Being even more serious - the big problem with pathogen discovery studies in the past have just been the lack of sensible negative controls! But PCR studies are potentially even worse than sequencing because of false positives from mispriming and contamination from stuff being handled in the lab. Sequencing data at least lets you know you are on-target, and the sequence information helps you clue into whether you are looking at a natural population.
What would be nice about the field sequencing is that over time you’d build a nice picture of what is intrinsic to host, what is environment and what is reagent contamination. But yes, in the wrong hands I dread to think what you’d find
What you’d find? Even more platypus I suspect - or maybe opossum…
Since we’re being all serious, I totally agree on all these points. At the Broad we sequenced 48 healthy individuals 2 months after having completed our Ebola sequencing. What turned up in all samples? You guessed it - Ebola.

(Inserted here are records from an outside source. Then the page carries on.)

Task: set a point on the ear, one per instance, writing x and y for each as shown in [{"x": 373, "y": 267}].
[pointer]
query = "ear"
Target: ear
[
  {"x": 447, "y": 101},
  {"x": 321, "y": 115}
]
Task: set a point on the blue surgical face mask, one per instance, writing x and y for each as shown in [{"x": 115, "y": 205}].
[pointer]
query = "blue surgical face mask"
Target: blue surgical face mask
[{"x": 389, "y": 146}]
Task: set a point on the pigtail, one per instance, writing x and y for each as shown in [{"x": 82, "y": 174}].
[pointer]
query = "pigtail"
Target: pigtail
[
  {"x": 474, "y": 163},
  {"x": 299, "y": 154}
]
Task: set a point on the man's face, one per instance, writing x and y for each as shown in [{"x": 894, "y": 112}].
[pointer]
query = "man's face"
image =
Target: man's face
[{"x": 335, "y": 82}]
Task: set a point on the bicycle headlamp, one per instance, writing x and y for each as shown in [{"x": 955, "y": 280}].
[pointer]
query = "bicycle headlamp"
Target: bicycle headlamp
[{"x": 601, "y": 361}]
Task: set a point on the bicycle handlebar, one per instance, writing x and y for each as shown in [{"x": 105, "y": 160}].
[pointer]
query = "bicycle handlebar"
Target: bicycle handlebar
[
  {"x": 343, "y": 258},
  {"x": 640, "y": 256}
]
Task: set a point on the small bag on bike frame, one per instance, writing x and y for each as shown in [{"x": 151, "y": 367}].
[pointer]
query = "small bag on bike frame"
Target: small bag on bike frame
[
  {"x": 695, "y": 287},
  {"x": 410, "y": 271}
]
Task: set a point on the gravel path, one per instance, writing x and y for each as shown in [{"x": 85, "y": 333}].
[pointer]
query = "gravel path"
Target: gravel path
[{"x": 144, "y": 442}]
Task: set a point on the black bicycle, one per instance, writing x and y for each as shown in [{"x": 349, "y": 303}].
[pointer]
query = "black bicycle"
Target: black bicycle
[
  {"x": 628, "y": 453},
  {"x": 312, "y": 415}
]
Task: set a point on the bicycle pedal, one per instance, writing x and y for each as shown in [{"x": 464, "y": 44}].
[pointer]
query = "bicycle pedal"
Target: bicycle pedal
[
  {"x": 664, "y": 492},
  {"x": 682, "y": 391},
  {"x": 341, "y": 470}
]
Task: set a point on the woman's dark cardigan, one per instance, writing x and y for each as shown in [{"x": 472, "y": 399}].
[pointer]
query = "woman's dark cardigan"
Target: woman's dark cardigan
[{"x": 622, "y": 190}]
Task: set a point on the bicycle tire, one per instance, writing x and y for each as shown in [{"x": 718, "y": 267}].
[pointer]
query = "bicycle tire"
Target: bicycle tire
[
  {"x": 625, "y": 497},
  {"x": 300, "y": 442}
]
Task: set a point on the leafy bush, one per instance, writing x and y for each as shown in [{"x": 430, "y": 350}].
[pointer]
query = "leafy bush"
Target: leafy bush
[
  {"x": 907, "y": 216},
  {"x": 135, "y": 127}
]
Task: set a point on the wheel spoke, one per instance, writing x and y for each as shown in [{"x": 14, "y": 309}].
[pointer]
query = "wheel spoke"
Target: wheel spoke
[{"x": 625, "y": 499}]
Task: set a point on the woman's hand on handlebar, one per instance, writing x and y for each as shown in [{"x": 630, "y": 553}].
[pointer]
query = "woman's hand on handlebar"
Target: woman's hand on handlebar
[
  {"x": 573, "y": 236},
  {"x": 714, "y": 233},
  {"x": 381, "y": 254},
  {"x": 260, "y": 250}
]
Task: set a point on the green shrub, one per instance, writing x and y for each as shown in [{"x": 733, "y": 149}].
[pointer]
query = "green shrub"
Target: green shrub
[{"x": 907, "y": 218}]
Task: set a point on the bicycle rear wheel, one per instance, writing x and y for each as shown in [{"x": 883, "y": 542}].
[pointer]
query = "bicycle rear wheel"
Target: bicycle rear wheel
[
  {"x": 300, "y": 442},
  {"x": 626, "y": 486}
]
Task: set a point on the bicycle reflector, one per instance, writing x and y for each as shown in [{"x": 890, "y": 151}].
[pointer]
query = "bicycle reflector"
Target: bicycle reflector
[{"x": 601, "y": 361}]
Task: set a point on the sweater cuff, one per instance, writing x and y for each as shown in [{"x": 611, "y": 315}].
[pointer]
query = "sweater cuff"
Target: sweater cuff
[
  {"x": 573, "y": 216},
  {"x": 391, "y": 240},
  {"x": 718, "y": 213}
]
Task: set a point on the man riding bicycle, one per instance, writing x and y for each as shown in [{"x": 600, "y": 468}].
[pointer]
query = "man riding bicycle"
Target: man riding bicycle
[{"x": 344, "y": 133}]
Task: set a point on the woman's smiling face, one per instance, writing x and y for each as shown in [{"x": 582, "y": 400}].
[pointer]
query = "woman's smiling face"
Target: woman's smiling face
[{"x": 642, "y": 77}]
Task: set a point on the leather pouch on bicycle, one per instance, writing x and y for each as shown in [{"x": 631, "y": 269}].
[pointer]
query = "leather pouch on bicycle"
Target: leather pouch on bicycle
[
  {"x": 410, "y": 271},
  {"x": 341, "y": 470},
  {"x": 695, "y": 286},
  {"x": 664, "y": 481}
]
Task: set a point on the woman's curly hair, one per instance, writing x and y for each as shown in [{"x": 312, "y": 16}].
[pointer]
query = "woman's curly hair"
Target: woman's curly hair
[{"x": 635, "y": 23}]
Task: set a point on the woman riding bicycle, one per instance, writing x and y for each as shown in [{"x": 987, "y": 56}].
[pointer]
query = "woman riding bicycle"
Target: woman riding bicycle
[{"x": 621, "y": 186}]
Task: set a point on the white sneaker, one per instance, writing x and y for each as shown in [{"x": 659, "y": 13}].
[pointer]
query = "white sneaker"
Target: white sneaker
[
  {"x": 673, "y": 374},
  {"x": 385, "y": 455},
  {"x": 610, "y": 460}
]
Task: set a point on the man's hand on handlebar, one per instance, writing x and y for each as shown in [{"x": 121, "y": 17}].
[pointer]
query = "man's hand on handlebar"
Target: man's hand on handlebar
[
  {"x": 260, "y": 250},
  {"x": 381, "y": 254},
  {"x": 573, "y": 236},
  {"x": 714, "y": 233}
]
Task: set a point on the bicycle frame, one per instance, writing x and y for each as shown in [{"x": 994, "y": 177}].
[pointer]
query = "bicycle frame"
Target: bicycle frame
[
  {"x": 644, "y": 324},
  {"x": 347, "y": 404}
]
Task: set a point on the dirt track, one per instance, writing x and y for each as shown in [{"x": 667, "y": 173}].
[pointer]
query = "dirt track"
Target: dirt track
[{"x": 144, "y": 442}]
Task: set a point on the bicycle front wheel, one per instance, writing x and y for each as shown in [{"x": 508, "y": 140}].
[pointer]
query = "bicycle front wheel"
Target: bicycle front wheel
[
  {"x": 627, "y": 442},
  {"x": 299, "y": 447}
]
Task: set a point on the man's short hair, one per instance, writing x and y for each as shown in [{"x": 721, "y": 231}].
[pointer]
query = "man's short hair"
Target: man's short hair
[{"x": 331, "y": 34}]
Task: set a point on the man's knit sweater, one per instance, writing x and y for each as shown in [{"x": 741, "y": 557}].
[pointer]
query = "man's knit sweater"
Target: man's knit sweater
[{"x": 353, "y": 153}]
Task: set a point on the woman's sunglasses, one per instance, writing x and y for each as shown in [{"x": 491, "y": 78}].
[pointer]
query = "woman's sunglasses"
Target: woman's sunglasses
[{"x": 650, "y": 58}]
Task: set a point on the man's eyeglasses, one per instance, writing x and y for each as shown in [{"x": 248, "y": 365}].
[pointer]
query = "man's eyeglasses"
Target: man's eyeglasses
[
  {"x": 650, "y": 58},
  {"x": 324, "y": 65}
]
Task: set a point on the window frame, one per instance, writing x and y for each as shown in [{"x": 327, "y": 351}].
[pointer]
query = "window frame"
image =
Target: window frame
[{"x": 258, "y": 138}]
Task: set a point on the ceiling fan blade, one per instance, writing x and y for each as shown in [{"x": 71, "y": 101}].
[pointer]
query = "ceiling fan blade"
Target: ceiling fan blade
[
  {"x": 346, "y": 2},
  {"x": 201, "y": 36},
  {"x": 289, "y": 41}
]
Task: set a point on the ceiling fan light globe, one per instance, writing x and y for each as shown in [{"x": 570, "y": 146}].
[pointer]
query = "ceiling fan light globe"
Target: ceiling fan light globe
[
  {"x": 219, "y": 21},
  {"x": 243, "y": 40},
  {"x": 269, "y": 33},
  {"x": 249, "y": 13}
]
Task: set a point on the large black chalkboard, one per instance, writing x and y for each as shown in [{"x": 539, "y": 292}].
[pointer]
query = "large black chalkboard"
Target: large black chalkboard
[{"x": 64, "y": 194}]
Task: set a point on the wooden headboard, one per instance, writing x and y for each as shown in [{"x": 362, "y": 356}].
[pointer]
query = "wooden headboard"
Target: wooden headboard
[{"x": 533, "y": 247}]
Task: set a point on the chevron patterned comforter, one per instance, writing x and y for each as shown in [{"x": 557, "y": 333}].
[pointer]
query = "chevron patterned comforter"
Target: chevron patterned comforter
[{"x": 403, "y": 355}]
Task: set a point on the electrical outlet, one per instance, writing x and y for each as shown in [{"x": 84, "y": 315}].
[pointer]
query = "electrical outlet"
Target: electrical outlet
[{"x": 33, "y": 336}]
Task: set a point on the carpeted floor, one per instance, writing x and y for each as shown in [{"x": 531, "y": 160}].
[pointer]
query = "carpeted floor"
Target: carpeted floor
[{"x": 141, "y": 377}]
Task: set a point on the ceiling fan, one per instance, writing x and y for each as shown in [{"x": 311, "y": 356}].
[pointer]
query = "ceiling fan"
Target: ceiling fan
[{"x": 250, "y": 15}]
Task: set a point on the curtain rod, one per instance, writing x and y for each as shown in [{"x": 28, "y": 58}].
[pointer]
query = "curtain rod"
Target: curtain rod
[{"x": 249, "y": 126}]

It’s amazing what a simple water control can tell you though and is definitely something that needs to be done every single time. Low input seems to be the main issue with contaminants cropping up - used to be Pseudomonas, the it was E. coli, then Bradyrhizobium (the ones causing colitis…), but now it seems to be some weird viruses. Changes all the time.
Being able to do in-field sequencing using disposable reagents and equipment would be a big leap forward. @ig299 has a Sequencing Tent, I want a Sequencing Truck!